After the first twenty-four hours it's clear neither SHIELD nor Hydra are overtly pursuing them, and he spends a little less time checking their six and a little more time watching Steve, brow faintly furrowed like Steve is a puzzle he needs to solve. There's no pretense of anyone being anyone's prisoner anymore. Steve is leading and he's following, though he's well aware of every opportunity to escape that he doesn't use. Every time Steve's gaze moves off him, every time he's left by himself, every time they stop for the night. A thousand exit routes present themselves to him and he ignores them, one by one. Steve allows him a thousand vulnerabilities, a thousand blind spots and he ignores them all, clenches his jaw until the impulse to finish what he'd started passes.

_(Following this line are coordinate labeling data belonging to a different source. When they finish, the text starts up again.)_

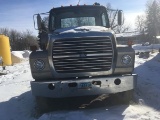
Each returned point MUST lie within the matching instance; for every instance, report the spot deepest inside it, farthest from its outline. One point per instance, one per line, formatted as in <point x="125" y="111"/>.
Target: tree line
<point x="20" y="40"/>
<point x="149" y="23"/>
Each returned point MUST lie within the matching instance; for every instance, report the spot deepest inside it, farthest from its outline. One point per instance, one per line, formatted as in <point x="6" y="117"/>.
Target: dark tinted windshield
<point x="78" y="16"/>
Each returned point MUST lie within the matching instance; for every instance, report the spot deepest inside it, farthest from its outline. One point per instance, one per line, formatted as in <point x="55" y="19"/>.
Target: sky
<point x="18" y="14"/>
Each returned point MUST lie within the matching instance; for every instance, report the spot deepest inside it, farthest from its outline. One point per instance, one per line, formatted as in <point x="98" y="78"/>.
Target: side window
<point x="104" y="20"/>
<point x="52" y="21"/>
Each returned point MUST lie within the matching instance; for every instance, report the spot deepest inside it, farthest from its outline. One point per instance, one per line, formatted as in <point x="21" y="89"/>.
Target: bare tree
<point x="140" y="23"/>
<point x="153" y="19"/>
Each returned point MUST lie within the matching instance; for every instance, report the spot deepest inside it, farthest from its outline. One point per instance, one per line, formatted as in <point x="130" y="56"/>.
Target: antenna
<point x="79" y="2"/>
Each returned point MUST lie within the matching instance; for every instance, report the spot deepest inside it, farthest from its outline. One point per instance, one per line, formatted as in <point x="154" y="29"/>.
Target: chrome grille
<point x="82" y="54"/>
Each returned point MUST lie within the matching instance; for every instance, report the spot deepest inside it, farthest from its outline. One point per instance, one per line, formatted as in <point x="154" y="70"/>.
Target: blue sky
<point x="18" y="14"/>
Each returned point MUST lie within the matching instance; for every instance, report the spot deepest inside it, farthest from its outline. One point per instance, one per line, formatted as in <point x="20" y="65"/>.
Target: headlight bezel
<point x="39" y="64"/>
<point x="126" y="59"/>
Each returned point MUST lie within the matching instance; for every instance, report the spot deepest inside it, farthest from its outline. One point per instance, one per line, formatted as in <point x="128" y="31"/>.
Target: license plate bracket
<point x="85" y="85"/>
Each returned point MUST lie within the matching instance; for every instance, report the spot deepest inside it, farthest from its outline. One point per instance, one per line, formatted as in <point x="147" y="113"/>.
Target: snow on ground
<point x="17" y="102"/>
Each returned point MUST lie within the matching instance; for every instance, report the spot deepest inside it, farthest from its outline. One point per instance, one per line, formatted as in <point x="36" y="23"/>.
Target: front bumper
<point x="102" y="85"/>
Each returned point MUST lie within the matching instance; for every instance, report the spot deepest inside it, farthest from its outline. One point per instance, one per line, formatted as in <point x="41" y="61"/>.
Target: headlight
<point x="126" y="59"/>
<point x="39" y="64"/>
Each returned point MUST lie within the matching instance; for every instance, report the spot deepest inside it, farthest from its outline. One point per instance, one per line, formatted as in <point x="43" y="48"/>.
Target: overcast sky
<point x="18" y="14"/>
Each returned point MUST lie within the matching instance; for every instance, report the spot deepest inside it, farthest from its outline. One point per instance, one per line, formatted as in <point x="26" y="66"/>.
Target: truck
<point x="79" y="56"/>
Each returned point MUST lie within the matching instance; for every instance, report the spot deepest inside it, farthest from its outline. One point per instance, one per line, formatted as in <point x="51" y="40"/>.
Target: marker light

He's more free with his own vulnerabilities than he can ever remember being, as well, although that doesn't really mean much. Steve's seen where he keeps all his knives by now, seen which guns he gravitates to, watches him watch exits and always seems to know, every single time, how and when to do that awful thing where he'll rest a hand on the back of his neck and squeeze gently, and it makes him seize up every time like Steve is pulling some string in his body. It feels good. It feels right, and it shouldn't, and whenever Steve asks him if it's too much, if he'd rather not be touched he can never figure out how he wants to answer.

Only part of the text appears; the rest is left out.